You can’t accuse the Coalition of not living by its principles. The party of outsourcing and privatisation has enthusiastically embraced the application of those principles in opposition. Institutions such as Treasury, Finance and the Solicitor-General — all fine when the Coalition was in government — are no longer good enough for it.

Election commitments get ‘costed’ by a Perth accounting firm. Treasury and Finance get trashed when they point out errors. And now the Coalition appears to prefer its own advice, from in-house lawyer George Brandis, to that of the Solicitor-General.

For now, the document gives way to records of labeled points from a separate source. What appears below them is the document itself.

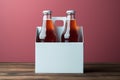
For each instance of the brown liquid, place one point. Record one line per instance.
(73, 33)
(50, 32)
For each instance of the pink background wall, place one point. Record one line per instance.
(100, 18)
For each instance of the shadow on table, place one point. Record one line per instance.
(102, 68)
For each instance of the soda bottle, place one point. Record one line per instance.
(47, 33)
(70, 33)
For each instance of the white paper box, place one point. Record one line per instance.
(59, 57)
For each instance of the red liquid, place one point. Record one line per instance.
(73, 33)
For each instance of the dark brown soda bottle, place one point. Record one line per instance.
(47, 33)
(70, 33)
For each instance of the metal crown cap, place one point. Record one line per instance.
(70, 11)
(47, 12)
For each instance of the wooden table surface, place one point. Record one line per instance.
(26, 71)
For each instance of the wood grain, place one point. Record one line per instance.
(26, 71)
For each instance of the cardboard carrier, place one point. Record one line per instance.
(59, 57)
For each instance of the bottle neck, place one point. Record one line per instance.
(47, 17)
(71, 17)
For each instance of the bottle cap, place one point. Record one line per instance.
(70, 11)
(47, 12)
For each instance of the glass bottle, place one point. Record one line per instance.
(47, 33)
(70, 33)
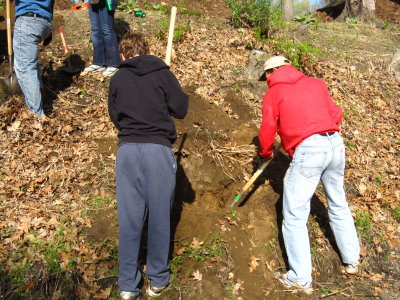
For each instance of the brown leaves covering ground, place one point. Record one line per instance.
(51, 172)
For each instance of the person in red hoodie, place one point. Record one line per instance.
(300, 109)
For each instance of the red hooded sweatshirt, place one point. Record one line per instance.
(296, 106)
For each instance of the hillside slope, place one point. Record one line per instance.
(57, 193)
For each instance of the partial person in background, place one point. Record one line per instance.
(104, 39)
(33, 25)
(300, 109)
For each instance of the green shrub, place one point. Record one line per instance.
(295, 52)
(252, 14)
(129, 6)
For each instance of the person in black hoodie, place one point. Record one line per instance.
(144, 95)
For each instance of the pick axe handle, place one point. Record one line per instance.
(63, 40)
(8, 16)
(251, 181)
(170, 35)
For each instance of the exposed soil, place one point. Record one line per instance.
(60, 178)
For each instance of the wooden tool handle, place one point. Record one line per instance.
(170, 35)
(63, 40)
(255, 176)
(9, 40)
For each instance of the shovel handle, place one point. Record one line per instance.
(63, 40)
(250, 182)
(9, 41)
(170, 35)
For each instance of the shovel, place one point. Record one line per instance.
(250, 182)
(10, 82)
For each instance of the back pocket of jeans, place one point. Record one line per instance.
(312, 164)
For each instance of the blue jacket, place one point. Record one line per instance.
(43, 8)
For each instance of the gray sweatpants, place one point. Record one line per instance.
(145, 180)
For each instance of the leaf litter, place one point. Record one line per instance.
(51, 172)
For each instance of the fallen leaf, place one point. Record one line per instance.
(181, 251)
(197, 275)
(196, 244)
(104, 294)
(253, 263)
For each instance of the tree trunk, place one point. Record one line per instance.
(288, 9)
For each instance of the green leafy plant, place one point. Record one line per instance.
(129, 6)
(212, 248)
(232, 213)
(394, 210)
(352, 20)
(305, 19)
(295, 52)
(258, 15)
(160, 7)
(181, 30)
(364, 225)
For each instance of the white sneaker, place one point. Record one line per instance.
(94, 68)
(110, 71)
(352, 268)
(292, 285)
(129, 296)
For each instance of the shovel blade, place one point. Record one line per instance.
(10, 85)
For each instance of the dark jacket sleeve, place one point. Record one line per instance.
(177, 100)
(112, 105)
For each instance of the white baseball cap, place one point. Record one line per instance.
(273, 62)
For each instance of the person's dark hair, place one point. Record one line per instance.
(133, 44)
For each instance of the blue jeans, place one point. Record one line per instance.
(145, 180)
(104, 39)
(28, 33)
(316, 158)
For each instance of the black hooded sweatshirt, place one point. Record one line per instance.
(143, 97)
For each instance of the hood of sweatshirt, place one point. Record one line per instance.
(286, 74)
(144, 64)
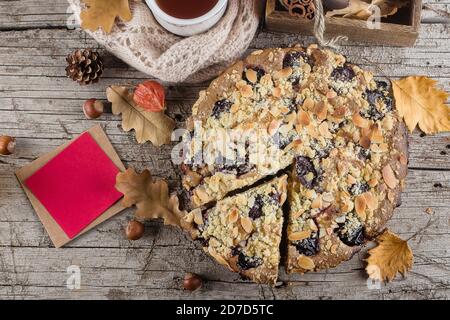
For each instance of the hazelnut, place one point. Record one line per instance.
(135, 230)
(93, 108)
(7, 145)
(192, 282)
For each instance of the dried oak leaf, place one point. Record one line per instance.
(150, 197)
(419, 102)
(103, 13)
(149, 126)
(392, 255)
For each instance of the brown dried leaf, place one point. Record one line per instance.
(150, 197)
(103, 14)
(419, 102)
(149, 126)
(392, 255)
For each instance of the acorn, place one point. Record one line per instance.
(134, 230)
(192, 282)
(93, 108)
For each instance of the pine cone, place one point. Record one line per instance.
(85, 66)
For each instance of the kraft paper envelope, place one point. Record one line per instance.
(56, 233)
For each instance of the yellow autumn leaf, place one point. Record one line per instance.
(392, 255)
(420, 102)
(155, 127)
(150, 197)
(103, 13)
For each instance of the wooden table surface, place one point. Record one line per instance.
(42, 108)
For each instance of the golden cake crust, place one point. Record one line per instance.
(334, 101)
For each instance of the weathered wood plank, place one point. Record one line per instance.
(42, 108)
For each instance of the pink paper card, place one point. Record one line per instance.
(77, 185)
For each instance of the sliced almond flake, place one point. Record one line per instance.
(321, 110)
(251, 75)
(364, 141)
(257, 52)
(359, 121)
(371, 200)
(276, 92)
(303, 118)
(350, 179)
(339, 112)
(273, 127)
(284, 73)
(246, 91)
(403, 159)
(233, 215)
(299, 235)
(247, 224)
(372, 182)
(376, 134)
(389, 177)
(324, 131)
(305, 262)
(308, 104)
(317, 203)
(360, 205)
(331, 94)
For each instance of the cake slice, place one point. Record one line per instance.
(243, 232)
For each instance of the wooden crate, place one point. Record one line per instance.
(400, 29)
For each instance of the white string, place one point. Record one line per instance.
(319, 28)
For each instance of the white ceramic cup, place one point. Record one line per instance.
(188, 27)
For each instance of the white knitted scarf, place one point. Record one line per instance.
(146, 46)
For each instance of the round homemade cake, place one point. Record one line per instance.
(309, 113)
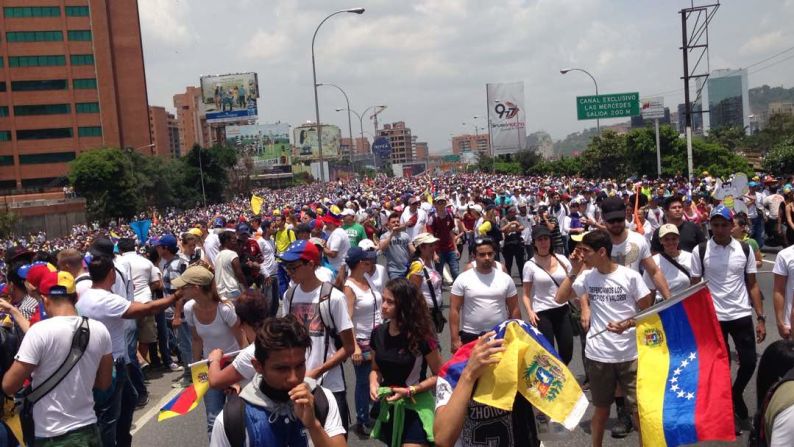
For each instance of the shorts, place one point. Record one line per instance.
(147, 330)
(604, 378)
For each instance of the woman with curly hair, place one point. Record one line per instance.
(402, 349)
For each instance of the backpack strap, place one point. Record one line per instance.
(234, 420)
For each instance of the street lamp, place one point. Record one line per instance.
(349, 126)
(314, 84)
(566, 70)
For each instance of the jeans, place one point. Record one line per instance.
(163, 338)
(185, 343)
(108, 410)
(213, 404)
(133, 367)
(757, 230)
(743, 334)
(450, 258)
(362, 392)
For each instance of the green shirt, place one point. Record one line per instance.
(356, 233)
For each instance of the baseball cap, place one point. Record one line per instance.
(197, 275)
(57, 284)
(424, 238)
(167, 240)
(357, 254)
(613, 208)
(721, 211)
(301, 250)
(666, 229)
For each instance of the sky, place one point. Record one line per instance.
(428, 60)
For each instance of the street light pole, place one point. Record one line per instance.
(349, 125)
(566, 70)
(314, 84)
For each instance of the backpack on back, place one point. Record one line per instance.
(234, 415)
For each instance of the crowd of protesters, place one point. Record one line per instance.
(297, 289)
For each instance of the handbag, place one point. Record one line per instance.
(435, 313)
(30, 396)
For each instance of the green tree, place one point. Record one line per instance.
(106, 178)
(605, 156)
(780, 160)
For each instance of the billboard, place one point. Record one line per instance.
(506, 117)
(267, 144)
(229, 98)
(305, 138)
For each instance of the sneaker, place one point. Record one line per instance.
(624, 426)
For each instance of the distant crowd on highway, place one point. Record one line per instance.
(389, 277)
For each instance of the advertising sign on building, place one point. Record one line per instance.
(267, 144)
(229, 98)
(506, 117)
(307, 148)
(652, 108)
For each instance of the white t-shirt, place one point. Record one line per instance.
(725, 270)
(613, 297)
(339, 242)
(484, 299)
(544, 290)
(333, 425)
(143, 273)
(676, 279)
(784, 266)
(70, 405)
(632, 251)
(225, 279)
(218, 334)
(107, 308)
(366, 310)
(305, 306)
(242, 362)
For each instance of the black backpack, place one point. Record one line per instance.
(234, 415)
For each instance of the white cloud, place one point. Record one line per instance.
(766, 42)
(165, 21)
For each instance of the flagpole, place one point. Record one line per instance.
(658, 307)
(227, 355)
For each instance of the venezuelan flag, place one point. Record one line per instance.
(530, 366)
(184, 402)
(683, 377)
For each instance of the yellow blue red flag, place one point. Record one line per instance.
(190, 397)
(530, 366)
(683, 375)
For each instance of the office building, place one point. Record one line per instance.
(165, 133)
(728, 100)
(73, 80)
(401, 141)
(471, 143)
(193, 127)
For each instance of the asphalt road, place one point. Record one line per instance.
(191, 429)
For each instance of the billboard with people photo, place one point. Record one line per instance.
(230, 97)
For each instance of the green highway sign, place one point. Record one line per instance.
(607, 106)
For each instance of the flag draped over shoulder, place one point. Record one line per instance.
(683, 376)
(184, 402)
(256, 203)
(529, 366)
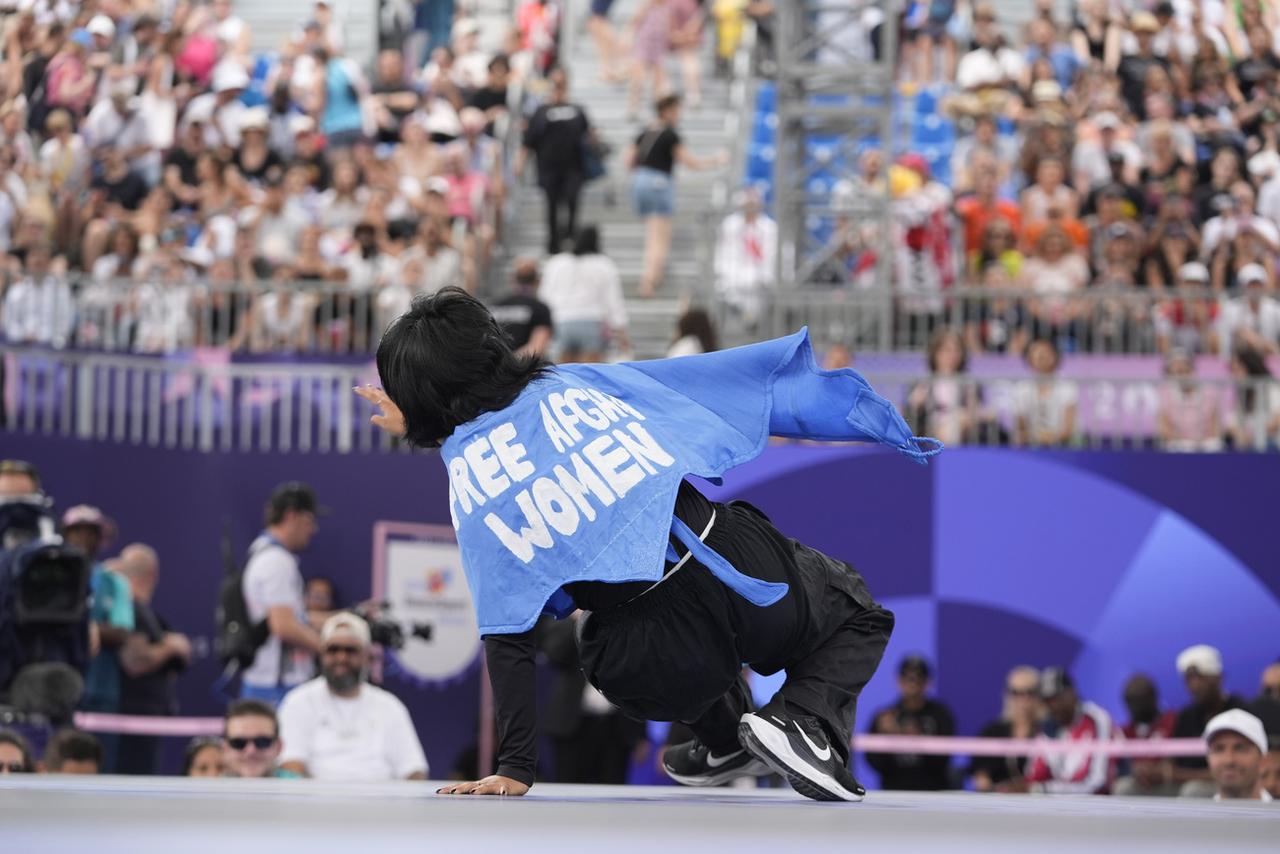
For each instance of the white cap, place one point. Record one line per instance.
(1251, 273)
(255, 117)
(1193, 272)
(1206, 660)
(101, 26)
(1264, 164)
(301, 123)
(229, 76)
(1240, 722)
(346, 624)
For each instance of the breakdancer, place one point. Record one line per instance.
(568, 493)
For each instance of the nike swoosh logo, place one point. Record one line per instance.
(822, 754)
(716, 762)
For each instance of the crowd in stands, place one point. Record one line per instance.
(149, 160)
(306, 708)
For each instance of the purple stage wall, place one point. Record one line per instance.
(1105, 562)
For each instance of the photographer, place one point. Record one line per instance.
(338, 726)
(273, 592)
(112, 615)
(151, 658)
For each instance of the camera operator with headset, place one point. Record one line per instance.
(44, 604)
(273, 590)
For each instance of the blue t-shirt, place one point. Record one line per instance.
(112, 604)
(576, 479)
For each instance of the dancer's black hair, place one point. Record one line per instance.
(447, 361)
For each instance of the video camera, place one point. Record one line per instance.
(44, 590)
(389, 633)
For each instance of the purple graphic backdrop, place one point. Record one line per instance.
(1106, 562)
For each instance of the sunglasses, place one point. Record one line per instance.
(343, 651)
(260, 741)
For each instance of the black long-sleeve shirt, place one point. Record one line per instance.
(511, 658)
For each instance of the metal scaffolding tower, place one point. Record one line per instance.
(835, 100)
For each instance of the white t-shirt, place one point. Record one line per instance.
(1043, 407)
(365, 738)
(584, 287)
(272, 579)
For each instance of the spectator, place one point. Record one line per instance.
(1171, 245)
(39, 307)
(984, 145)
(946, 405)
(339, 727)
(1270, 776)
(439, 261)
(914, 713)
(1070, 720)
(1045, 407)
(1046, 45)
(273, 592)
(1201, 668)
(73, 752)
(14, 753)
(525, 318)
(202, 758)
(1238, 217)
(339, 88)
(110, 612)
(1057, 272)
(1133, 68)
(1146, 722)
(686, 40)
(1048, 192)
(652, 160)
(251, 741)
(649, 32)
(150, 658)
(321, 598)
(991, 65)
(694, 334)
(1189, 416)
(1187, 323)
(997, 246)
(746, 257)
(1020, 718)
(608, 49)
(554, 136)
(1252, 318)
(1255, 421)
(1106, 159)
(584, 292)
(393, 99)
(1237, 750)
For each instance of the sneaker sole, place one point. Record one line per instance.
(773, 748)
(757, 768)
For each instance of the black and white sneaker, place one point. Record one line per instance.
(694, 765)
(796, 747)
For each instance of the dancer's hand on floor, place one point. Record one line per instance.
(391, 418)
(490, 785)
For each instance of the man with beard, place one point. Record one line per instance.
(339, 727)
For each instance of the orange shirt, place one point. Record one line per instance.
(976, 219)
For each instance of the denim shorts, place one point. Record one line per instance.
(653, 192)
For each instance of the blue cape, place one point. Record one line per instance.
(576, 480)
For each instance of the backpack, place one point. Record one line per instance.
(238, 638)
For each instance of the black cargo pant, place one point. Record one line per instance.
(676, 652)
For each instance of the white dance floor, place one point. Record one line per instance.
(152, 814)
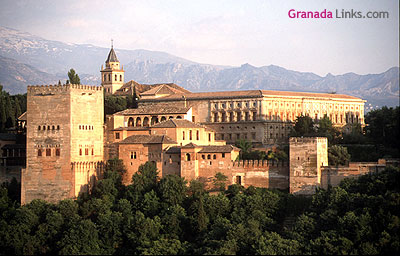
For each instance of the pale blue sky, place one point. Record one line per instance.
(223, 32)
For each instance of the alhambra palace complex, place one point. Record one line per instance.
(183, 133)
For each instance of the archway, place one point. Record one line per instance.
(146, 121)
(130, 122)
(154, 120)
(138, 122)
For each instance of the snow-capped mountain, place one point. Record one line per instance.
(45, 61)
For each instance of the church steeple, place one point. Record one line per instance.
(112, 76)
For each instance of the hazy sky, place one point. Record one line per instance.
(224, 32)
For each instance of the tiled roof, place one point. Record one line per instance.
(250, 94)
(22, 117)
(161, 89)
(112, 57)
(127, 88)
(132, 128)
(177, 123)
(218, 149)
(148, 139)
(150, 110)
(190, 145)
(8, 137)
(173, 150)
(308, 94)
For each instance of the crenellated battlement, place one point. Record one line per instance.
(259, 163)
(50, 89)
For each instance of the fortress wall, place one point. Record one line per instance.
(267, 174)
(51, 138)
(334, 175)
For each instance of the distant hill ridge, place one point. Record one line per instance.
(28, 59)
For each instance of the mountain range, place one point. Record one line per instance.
(26, 59)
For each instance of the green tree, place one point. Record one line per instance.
(81, 238)
(245, 147)
(338, 155)
(219, 181)
(73, 78)
(172, 189)
(325, 129)
(304, 126)
(383, 127)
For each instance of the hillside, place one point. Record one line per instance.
(51, 60)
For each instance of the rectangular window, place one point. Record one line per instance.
(239, 180)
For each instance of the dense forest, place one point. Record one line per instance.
(11, 107)
(168, 216)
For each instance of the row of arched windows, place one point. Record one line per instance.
(48, 127)
(86, 151)
(138, 122)
(191, 135)
(49, 152)
(109, 77)
(85, 127)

Just to be clear, there’s not much common ground between Brandis, who regards his own legal mind very highly, and the second Law Officer of the Commonwealth. Brandis says the deal the Coalition signed up to is a “plain violation” of the Constitution.  Stephen Gageler says it isn’t, that as long as pairing is voluntary and the Speaker exercises a casting and not deliberative vote, that in effect what MPs get up to is their own business and has no impact on the constitutionality of legislation.

It’s hard to avoid the impression that the Coalition thought signing up to a package of Parliamentary reforms was a good way to secure the support of the independents, but once it found itself consigned to opposition, it lost interest very quickly in anything that wouldn’t serve its goal of destabilising a minority government.

It’s not particularly New Paradigmy but it’s sensible politics for the Coalition to be as disruptive as possible, to create a sense of crisis around the Gillard Government and give the impression it’s a government that can’t govern. The more times the Government is defeated on its own legislation, the less legitimate it looks, and there’ll be a variety of scenarios around whether bills pass or fail, particularly if independent MPs take to abstaining on votes. Having Harry Jenkins in the chair brings more of those scenarios into play, even if he can break ties with a casting vote.

The Coalition might be walking away from the spirit, if not the letter, of the agreement it signed up to with Oakeshott and Labor, but it’s hard, smart politics for a party that wants to get into government.

That said, the response to the Solicitor-General’s advice provides some context for another, similar debate — the ongoing criticism of the Government about its failure to undertake a cost-benefit analysis of the National Broadband Network.

I’ll discuss the attacks on the NBN in detail tomorrow but the calls for an NBN CBA — and I was one of the first to directly ask Stephen Conroy about why the Government hadn’t undertaken one — seem to ignore that public life is now so loaded with contestability that even once magisterial sources of advice such as Treasury, or the Solicitor-General, are routinely ignored (or in Treasury’s case, vilified) when their considered views don’t fit the desired narrative. There’ll always be an accounting firm, or an economic consultancy, or a conservative constitutional lawyer, ready to offer an alternative piece of advice, and the mainstream media treats it all as equivalent to that obtained from public sector sources.

Does anyone seriously think a CBA will change the views of a single person about the NBN? Independent advice is no longer for shaping opinions and guiding policy, it’s for justifying existing positions.